Saumur blanc 2012, vignes de 50 ans : construit sur la salinité, tout en longueur, corps svelte et ce gras encore présent.
Saumur blanc la Charpentrie 2012, vignes de 100 ans : plus fin, mais longueur hors normes, finale tonique et ample
Saumur blanc la Charpentrie 2012, vignes de 100 ans, élevage en foudre Stockinger de 12 hl : plus plat, moins de relief, aux notes de mandarine finement boisées et fondues.
Saumur blanc la Charpentrie 2011 : millésime précoce, les vendanges ont commencées en date avant celles de 2003. Le vin sera assemblé dans 15 jours. Pas mal de gaz encore, corps plus svelte que 2012.

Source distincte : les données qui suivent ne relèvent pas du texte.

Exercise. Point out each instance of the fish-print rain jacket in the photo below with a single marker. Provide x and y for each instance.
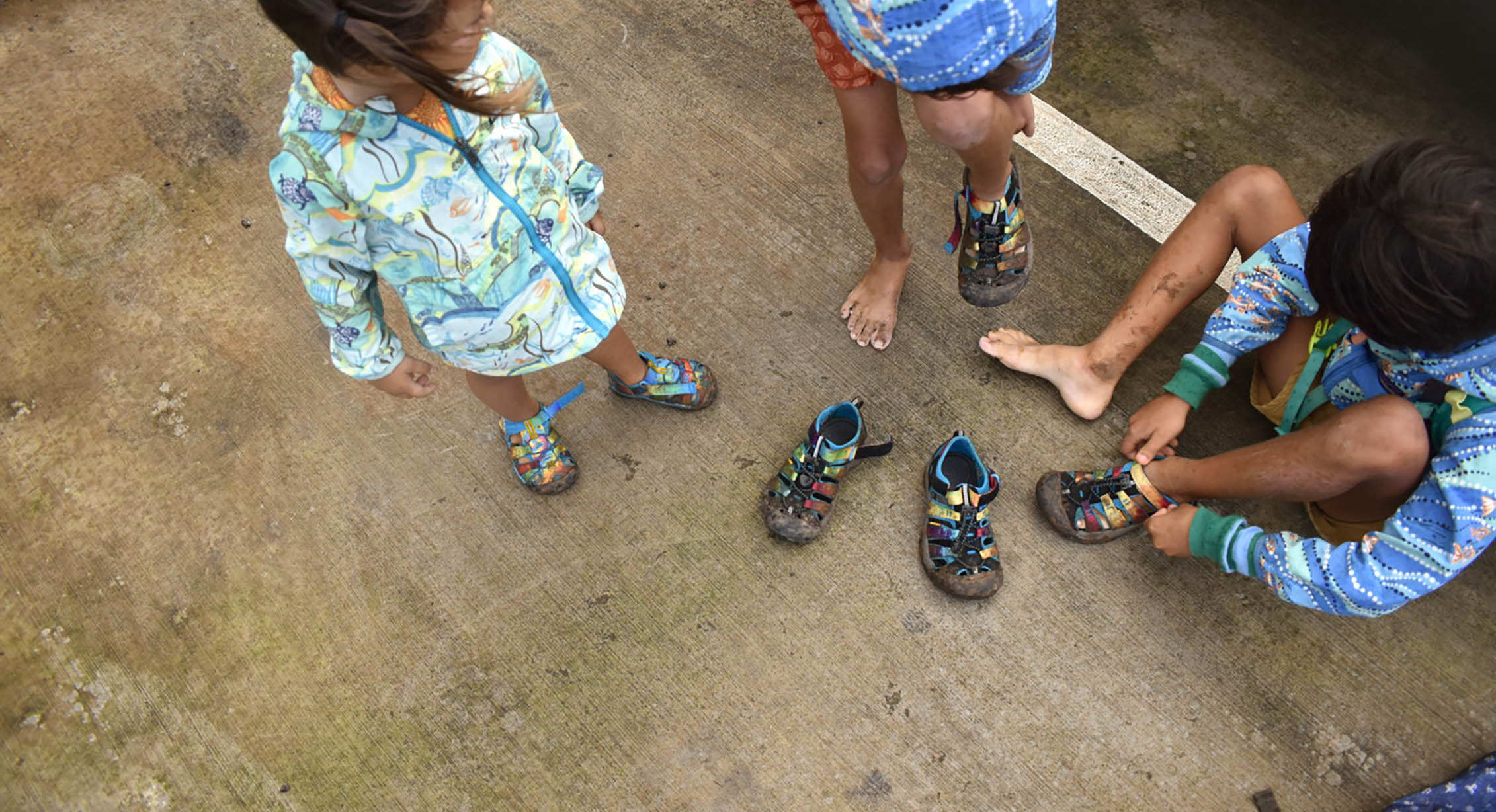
(1446, 522)
(478, 223)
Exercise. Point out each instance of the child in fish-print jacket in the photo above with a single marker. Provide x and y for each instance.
(423, 150)
(1375, 345)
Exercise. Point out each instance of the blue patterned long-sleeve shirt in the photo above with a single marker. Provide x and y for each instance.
(1447, 521)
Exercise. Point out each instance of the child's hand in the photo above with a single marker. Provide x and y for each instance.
(1171, 528)
(409, 380)
(1154, 430)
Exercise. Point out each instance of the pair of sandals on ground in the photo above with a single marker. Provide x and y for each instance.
(956, 549)
(994, 256)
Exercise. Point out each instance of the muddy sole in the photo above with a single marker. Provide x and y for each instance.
(1052, 505)
(968, 588)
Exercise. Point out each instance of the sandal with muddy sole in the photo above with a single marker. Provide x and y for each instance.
(539, 458)
(796, 505)
(958, 551)
(671, 382)
(992, 244)
(1094, 507)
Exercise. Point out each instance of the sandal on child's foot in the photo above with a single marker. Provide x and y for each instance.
(674, 382)
(992, 244)
(798, 501)
(542, 462)
(1099, 506)
(958, 551)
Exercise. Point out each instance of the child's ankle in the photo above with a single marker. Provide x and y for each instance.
(991, 190)
(1103, 364)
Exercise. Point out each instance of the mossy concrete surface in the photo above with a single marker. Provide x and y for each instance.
(235, 579)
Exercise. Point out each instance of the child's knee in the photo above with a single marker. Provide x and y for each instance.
(878, 165)
(1384, 434)
(956, 123)
(1249, 187)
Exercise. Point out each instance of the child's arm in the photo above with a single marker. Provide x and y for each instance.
(584, 179)
(1269, 289)
(328, 243)
(1447, 521)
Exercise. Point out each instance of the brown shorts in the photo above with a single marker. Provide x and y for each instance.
(1263, 401)
(840, 66)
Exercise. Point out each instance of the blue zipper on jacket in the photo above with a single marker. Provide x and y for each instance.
(557, 268)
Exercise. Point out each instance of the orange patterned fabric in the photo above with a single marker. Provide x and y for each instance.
(840, 66)
(429, 111)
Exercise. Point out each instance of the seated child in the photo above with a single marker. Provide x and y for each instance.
(1377, 359)
(970, 66)
(424, 150)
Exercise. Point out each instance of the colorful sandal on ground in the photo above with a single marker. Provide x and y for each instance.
(1099, 506)
(994, 243)
(542, 462)
(674, 382)
(798, 501)
(958, 549)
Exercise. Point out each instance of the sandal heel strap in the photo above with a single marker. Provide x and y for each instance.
(542, 418)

Terminé ce travail de spéléologue, nous remontons à la surface pour laisser Antoine jouer du tire bouchon.

Les blancs
Saumur blanc 2011 (6 mois de bouteille) : un fruit impeccable (tilleul, verveine) mais un corps qui ne demande qu'à se poser un peu, car pas tout à fait en place.
Saumur blanc 2010 : un peu plus de tout dans cette bouteille et ce millésime. Matière ample et charnue, à l'acidité sur le fil du rasoir. Vin superbe !!
Saumur blanc la Charpentrie 2009 (4 g de résiduel) : très belle expression aromatique (nougat, verveine), matière généreuse qui affiche quelques rondeurs, heureusement contrebalancée par une belle tension. Parfaitement digeste, frais et équilibré. Très bien.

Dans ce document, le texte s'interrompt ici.